Vuelo.

Era jueves  por la noche acababa de salir de clases y me fumaba un Marlboro en uno de los salones abandonados del cuartel, lo hacía porque nadie se acercaba a ese salón, siempre estaba solo. Yo había tenido un pésimo día así que necesitaba más de una caja entera. Casi terminando el tercer cigarrillo entró Oliverio, un chico que estaba dos semestres más adelantado que yo, no le gustaban mis cigarros  pero si escuchar la  historia de mi día.  Entre Bukowski, Voz Veis, historias eróticas y  risas, horas después nos encontrábamos en la parte alta de la ciudad que está  hecha sobre las piedras del mar. Ahí un sujeto al que le decían Pepe llegó y le entregó algo, duraron hablando unos segundos y se fue. Oliverio me miró y sonrió, me pidió candela y encendió un cigarrillo blanco,  sin filtro, largo y  delgado. Después de darle unos cuantos aires me lo ofreció, era la primera vez que tenía este tipo de cigarros en mis manos, le dije que jamás lo había probado y él se levantó exaltado a darme las típicas explicaciones que correspondían.

Mientras el papel  blanco se iba convirtiendo en ceniza en nuestras manos,  Oliverio me hablaba de él, de que le gustaba mucho el vino,  que escribía poesía para sus muertos, que lo único que tenía en la vida era a su hermanita y a sus libros. Oliverio estaba profundamente enamorado de un fantasma, y me dijo que yo se lo recordaba, que mis ojos, que mi cabello, que mi color de piel. Era la primera vez que hablaba con él y yo sentía que ya había estado ahí antes.

Oliverio miro hacia arriba y tomó mi mano, la agarró fuerte y me dijo que cerrara los ojos que me llevaría a conocer el que se convertiría ahora en mi lugar preferido, yo le obedecí, cerré mis ojos y apoyé la cabeza sobre su hombro. Oliverio empezó hablar, describía lo que estaba viendo en ese momento y yo podía atreves de su voz recrear el escenario en mi mente. Recuerdo aquellas piedras que no se sostenían de nada, eran pequeñas, de diferentes formas  y tenían un color pálido.  Había muchas e iban desapareciendo con cada pisada, formaban una especie de camino que nos llevaba a una luz mucho más fuerte. Habíamos parado en una superficie blanda llena de salidas, el viento se movía  hacia todos lados y de fondo solo se escuchaba la voz de Oli.   Podíamos brincar sobre ella y caer intactos sin soltarnos las manos, Cuando todas esas imágenes se desvanecían, Oliverio sacó una nota de su  bolsillo y la pegó en uno de los suelos.

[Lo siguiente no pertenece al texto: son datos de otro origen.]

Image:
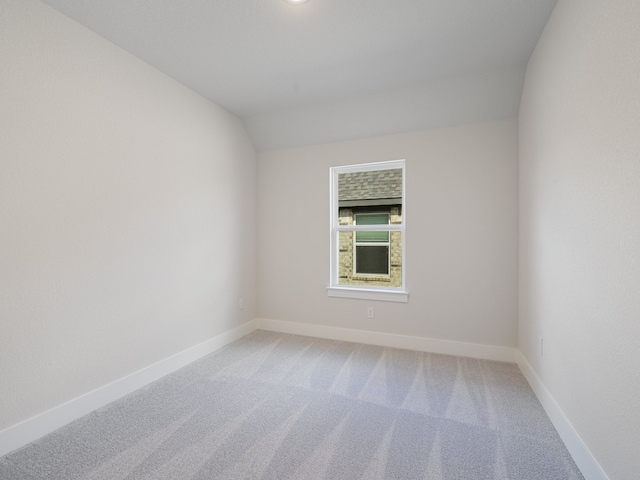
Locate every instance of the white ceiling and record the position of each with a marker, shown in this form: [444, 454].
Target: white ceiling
[330, 70]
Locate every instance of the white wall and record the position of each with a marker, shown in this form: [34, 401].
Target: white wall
[127, 213]
[461, 213]
[580, 223]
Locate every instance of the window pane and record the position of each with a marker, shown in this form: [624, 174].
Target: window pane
[372, 219]
[372, 237]
[363, 197]
[372, 260]
[368, 265]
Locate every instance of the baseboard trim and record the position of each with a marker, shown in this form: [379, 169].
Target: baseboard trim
[422, 344]
[586, 462]
[42, 424]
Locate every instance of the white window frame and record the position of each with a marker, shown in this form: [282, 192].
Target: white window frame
[390, 294]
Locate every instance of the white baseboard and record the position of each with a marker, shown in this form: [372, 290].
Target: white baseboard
[586, 462]
[422, 344]
[33, 428]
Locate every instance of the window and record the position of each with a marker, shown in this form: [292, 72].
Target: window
[371, 249]
[367, 231]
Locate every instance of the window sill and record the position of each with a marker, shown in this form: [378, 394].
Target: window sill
[369, 294]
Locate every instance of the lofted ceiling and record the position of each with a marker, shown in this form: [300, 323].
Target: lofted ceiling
[331, 70]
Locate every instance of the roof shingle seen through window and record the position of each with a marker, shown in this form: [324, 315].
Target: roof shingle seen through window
[370, 185]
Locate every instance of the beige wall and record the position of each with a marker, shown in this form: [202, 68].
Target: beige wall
[580, 223]
[461, 214]
[127, 213]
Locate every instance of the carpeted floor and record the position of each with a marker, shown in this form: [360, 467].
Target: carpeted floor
[276, 406]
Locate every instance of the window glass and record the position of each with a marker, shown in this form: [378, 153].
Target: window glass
[367, 221]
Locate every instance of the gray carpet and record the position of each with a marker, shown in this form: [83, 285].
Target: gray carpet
[275, 406]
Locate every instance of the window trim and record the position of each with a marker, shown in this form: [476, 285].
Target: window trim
[392, 294]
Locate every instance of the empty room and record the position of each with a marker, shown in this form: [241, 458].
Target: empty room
[319, 239]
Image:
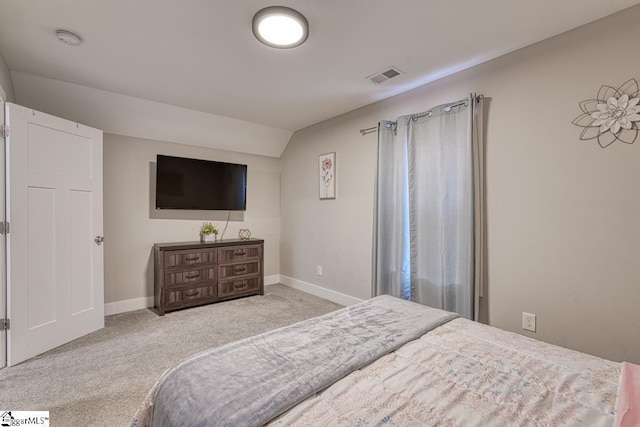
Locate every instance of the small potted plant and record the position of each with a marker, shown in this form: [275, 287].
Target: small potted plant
[208, 232]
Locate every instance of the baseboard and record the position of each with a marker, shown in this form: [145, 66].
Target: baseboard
[127, 305]
[271, 280]
[319, 291]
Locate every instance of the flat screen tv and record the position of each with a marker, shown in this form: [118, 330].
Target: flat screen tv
[183, 183]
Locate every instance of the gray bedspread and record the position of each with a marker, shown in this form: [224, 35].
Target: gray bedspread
[249, 382]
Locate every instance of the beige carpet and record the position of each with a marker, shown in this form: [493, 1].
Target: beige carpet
[100, 379]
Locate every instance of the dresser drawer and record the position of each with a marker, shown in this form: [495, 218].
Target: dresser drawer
[186, 258]
[189, 277]
[191, 296]
[239, 253]
[232, 288]
[241, 269]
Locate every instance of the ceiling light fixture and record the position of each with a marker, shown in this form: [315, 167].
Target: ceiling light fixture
[280, 27]
[68, 37]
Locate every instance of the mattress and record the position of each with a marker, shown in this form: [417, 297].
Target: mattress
[460, 373]
[468, 374]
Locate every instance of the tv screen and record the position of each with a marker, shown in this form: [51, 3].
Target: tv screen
[200, 184]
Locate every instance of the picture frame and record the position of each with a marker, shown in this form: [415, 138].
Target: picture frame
[327, 176]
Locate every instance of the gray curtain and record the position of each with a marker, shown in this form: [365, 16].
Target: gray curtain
[428, 208]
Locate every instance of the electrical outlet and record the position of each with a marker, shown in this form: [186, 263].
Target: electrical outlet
[529, 322]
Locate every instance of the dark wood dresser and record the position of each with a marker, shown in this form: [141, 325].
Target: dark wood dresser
[188, 274]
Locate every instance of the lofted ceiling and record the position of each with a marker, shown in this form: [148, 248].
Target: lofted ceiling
[201, 56]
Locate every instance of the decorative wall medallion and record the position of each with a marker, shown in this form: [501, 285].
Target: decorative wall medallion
[613, 116]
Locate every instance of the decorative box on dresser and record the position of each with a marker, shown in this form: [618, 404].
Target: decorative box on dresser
[188, 274]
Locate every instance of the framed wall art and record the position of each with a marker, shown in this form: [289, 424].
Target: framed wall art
[327, 175]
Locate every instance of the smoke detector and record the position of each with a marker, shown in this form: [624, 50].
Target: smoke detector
[68, 37]
[385, 75]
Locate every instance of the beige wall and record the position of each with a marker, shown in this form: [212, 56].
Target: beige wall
[132, 226]
[563, 214]
[5, 80]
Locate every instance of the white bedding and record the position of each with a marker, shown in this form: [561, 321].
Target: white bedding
[468, 374]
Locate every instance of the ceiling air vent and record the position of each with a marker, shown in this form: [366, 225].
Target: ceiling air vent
[385, 75]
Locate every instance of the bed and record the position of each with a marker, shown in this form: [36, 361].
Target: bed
[385, 362]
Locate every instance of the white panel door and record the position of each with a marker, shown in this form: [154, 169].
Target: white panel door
[54, 205]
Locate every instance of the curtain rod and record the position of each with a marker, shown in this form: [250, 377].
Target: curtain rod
[374, 129]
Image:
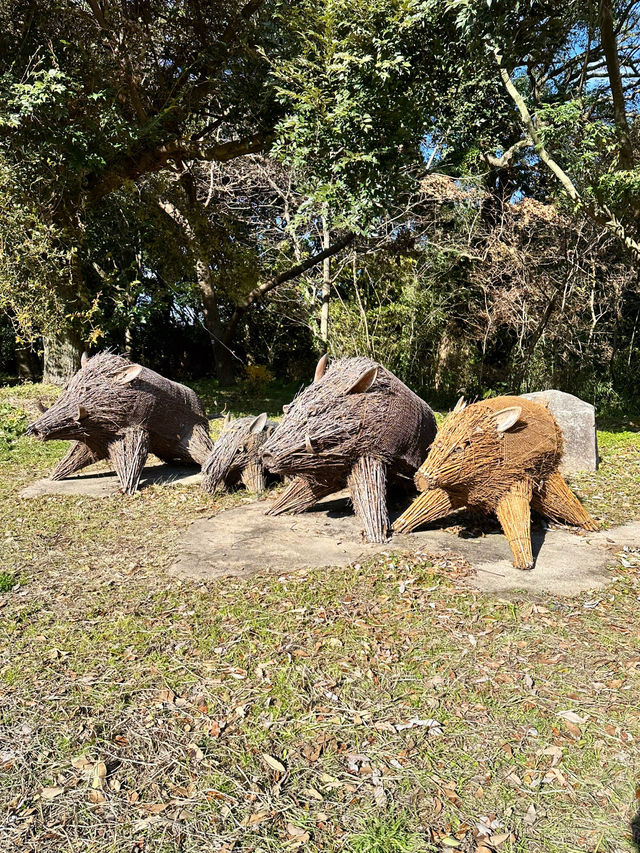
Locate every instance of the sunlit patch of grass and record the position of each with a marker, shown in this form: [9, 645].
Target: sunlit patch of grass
[389, 834]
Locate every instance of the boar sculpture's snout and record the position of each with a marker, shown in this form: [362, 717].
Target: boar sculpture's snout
[425, 482]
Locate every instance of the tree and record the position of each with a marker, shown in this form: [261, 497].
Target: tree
[96, 95]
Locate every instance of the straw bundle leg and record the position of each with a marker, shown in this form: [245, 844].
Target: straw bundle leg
[301, 494]
[556, 501]
[514, 515]
[368, 487]
[428, 506]
[253, 477]
[78, 456]
[128, 454]
[197, 444]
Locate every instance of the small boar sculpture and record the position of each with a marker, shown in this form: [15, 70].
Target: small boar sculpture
[499, 455]
[357, 425]
[236, 455]
[113, 409]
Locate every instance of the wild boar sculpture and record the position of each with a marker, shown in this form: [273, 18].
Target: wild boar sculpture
[357, 425]
[235, 456]
[113, 409]
[499, 455]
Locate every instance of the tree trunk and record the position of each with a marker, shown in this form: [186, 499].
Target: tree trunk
[26, 363]
[62, 352]
[610, 47]
[326, 286]
[222, 356]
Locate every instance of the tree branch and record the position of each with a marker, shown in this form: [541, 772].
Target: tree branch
[610, 47]
[504, 161]
[147, 161]
[600, 214]
[275, 281]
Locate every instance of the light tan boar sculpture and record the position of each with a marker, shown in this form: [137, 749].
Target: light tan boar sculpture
[499, 455]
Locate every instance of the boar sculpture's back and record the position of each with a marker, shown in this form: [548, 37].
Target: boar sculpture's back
[113, 409]
[499, 455]
[357, 425]
[235, 456]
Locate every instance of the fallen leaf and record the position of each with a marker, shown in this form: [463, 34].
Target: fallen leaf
[195, 753]
[571, 717]
[99, 774]
[50, 793]
[96, 797]
[81, 762]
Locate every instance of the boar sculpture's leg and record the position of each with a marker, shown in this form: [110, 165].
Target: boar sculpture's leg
[78, 456]
[368, 487]
[128, 455]
[428, 506]
[514, 515]
[196, 444]
[301, 494]
[253, 477]
[557, 502]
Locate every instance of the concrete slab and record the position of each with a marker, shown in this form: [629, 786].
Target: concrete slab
[242, 541]
[100, 484]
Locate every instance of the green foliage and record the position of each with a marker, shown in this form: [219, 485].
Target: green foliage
[7, 581]
[388, 834]
[12, 425]
[356, 100]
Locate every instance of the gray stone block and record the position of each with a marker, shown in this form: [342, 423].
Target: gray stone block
[577, 420]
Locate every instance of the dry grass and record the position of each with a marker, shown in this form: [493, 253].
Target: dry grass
[374, 709]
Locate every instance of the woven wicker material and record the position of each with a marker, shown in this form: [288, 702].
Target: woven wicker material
[514, 515]
[499, 455]
[302, 493]
[356, 425]
[236, 455]
[78, 456]
[556, 501]
[112, 409]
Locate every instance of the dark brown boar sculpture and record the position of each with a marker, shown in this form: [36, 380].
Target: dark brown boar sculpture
[499, 455]
[357, 425]
[236, 455]
[113, 409]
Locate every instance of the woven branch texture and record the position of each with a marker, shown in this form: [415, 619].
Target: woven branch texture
[236, 457]
[499, 455]
[355, 410]
[112, 409]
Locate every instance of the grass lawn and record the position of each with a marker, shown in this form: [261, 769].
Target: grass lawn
[378, 709]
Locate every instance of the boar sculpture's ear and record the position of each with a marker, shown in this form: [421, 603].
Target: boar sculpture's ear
[459, 406]
[129, 374]
[258, 424]
[320, 368]
[506, 418]
[364, 382]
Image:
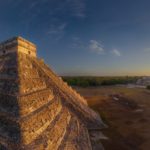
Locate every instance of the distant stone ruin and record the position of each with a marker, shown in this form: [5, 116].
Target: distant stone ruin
[38, 111]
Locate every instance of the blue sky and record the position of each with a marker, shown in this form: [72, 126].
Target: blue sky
[83, 37]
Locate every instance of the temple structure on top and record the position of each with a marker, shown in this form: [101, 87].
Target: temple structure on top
[18, 44]
[38, 111]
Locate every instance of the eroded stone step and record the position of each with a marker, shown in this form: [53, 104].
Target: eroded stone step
[48, 139]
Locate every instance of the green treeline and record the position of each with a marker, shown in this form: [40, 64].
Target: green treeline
[98, 81]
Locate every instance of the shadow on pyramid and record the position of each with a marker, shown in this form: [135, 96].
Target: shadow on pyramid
[38, 111]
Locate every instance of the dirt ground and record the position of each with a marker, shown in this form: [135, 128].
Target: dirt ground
[127, 113]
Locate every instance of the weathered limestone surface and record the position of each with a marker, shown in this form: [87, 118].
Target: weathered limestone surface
[38, 111]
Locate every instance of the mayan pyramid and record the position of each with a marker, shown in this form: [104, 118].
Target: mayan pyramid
[38, 111]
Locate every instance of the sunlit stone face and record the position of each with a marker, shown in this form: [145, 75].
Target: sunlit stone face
[17, 44]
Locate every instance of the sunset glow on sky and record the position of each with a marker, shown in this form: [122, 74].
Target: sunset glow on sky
[83, 37]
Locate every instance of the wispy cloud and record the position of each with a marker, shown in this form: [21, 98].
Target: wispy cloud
[116, 52]
[77, 8]
[96, 47]
[57, 31]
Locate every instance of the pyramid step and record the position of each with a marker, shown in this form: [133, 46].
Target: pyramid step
[33, 101]
[25, 104]
[52, 137]
[34, 124]
[29, 128]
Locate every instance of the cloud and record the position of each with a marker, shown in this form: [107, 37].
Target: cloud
[116, 52]
[96, 47]
[57, 30]
[77, 8]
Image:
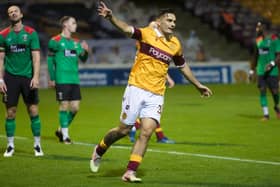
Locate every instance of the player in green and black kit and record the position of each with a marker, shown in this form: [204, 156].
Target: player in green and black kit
[266, 70]
[63, 58]
[19, 74]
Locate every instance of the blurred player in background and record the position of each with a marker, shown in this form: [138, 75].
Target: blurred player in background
[144, 94]
[63, 59]
[266, 69]
[19, 74]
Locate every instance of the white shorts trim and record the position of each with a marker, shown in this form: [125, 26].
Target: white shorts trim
[140, 103]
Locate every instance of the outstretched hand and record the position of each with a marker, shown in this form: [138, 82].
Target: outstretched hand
[104, 11]
[204, 91]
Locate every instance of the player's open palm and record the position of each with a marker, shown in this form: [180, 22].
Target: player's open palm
[205, 91]
[84, 45]
[103, 10]
[3, 87]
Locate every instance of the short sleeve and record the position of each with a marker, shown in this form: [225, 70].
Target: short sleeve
[2, 44]
[52, 45]
[35, 44]
[178, 58]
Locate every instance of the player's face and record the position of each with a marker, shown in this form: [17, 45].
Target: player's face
[167, 23]
[71, 25]
[15, 14]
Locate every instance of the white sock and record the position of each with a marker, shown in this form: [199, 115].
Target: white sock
[133, 128]
[265, 110]
[65, 133]
[11, 141]
[37, 140]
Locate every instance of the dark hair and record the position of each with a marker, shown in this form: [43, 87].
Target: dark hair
[63, 19]
[165, 11]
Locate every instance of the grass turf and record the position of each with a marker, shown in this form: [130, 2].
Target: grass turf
[220, 141]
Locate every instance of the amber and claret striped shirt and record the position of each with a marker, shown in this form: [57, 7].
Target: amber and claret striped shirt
[154, 54]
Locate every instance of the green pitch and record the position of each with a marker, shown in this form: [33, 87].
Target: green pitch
[220, 142]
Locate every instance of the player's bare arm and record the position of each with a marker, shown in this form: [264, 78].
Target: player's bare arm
[170, 81]
[204, 91]
[107, 13]
[3, 87]
[36, 69]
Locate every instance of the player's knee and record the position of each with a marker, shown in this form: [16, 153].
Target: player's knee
[124, 129]
[33, 110]
[11, 113]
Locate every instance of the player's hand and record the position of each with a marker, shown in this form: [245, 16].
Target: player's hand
[34, 84]
[3, 87]
[268, 67]
[104, 11]
[204, 91]
[84, 45]
[252, 76]
[170, 83]
[51, 84]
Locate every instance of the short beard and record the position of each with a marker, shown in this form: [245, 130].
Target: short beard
[14, 22]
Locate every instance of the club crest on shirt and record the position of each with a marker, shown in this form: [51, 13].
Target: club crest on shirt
[24, 37]
[76, 44]
[124, 115]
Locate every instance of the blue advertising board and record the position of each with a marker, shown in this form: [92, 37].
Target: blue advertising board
[119, 76]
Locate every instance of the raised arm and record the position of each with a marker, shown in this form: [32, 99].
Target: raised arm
[107, 13]
[36, 69]
[3, 87]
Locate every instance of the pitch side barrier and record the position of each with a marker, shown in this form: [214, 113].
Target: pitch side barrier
[117, 74]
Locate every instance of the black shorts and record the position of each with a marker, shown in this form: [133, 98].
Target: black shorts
[68, 92]
[17, 85]
[268, 82]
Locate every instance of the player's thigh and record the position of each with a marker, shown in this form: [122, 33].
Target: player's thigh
[131, 104]
[30, 96]
[153, 107]
[67, 92]
[11, 97]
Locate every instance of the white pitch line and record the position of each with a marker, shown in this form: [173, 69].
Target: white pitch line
[179, 153]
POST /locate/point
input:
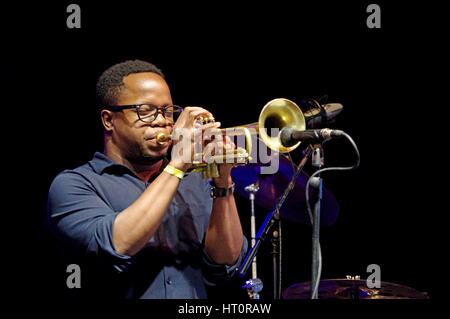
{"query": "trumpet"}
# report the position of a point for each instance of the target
(276, 114)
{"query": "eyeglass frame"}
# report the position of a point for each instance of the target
(162, 110)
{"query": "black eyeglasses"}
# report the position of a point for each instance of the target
(148, 113)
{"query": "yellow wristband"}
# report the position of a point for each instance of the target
(174, 171)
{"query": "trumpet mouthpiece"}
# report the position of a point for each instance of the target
(162, 138)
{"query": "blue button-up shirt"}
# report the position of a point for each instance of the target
(82, 206)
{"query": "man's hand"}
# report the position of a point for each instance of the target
(188, 136)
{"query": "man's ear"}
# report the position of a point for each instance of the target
(107, 120)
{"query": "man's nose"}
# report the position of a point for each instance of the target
(160, 119)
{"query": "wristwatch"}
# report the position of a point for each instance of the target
(221, 192)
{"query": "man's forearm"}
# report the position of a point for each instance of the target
(135, 225)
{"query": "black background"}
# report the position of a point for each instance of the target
(233, 58)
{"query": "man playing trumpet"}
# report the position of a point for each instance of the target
(135, 222)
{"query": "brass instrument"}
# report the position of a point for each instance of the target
(276, 114)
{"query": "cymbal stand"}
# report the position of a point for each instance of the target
(316, 184)
(254, 285)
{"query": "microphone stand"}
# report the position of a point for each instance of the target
(316, 183)
(272, 217)
(254, 285)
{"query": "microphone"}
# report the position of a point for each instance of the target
(323, 115)
(290, 136)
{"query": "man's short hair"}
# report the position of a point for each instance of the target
(110, 82)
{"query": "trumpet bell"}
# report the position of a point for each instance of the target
(276, 115)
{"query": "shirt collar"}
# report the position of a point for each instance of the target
(100, 162)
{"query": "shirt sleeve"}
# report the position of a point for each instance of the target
(216, 274)
(83, 219)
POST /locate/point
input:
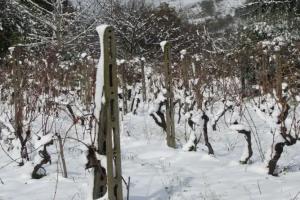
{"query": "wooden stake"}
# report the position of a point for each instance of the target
(169, 104)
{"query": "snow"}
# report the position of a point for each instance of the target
(163, 44)
(158, 172)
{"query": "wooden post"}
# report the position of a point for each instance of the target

En mi cama, un poco llevada a punto de dormir, tratando de explicarme cómo era posible haber estado en aquel lugar, sentía como si siempre necesitara estar ahí para huir  de días como el que había tenido, que después de haber estado en aquel lugar no pertenecía a ningún otro, que un desconocido me había pagado el tiquete del tren que llegaba hasta mi estación de escape. Sentía que Oliverio  me había llenado el corazón con arena y aun así me sentía liviana, en calma, tan arriba y por primera vez queriendo quedarme en algo. Al instante recordé su nota,  la nota que había dejado, la que había pegado en aquel piso, cerré  los ojos y traté de recordar y ordenar las palabras dibujadas en aquel papel que decía:   “Para mi eterna novia de lunas”.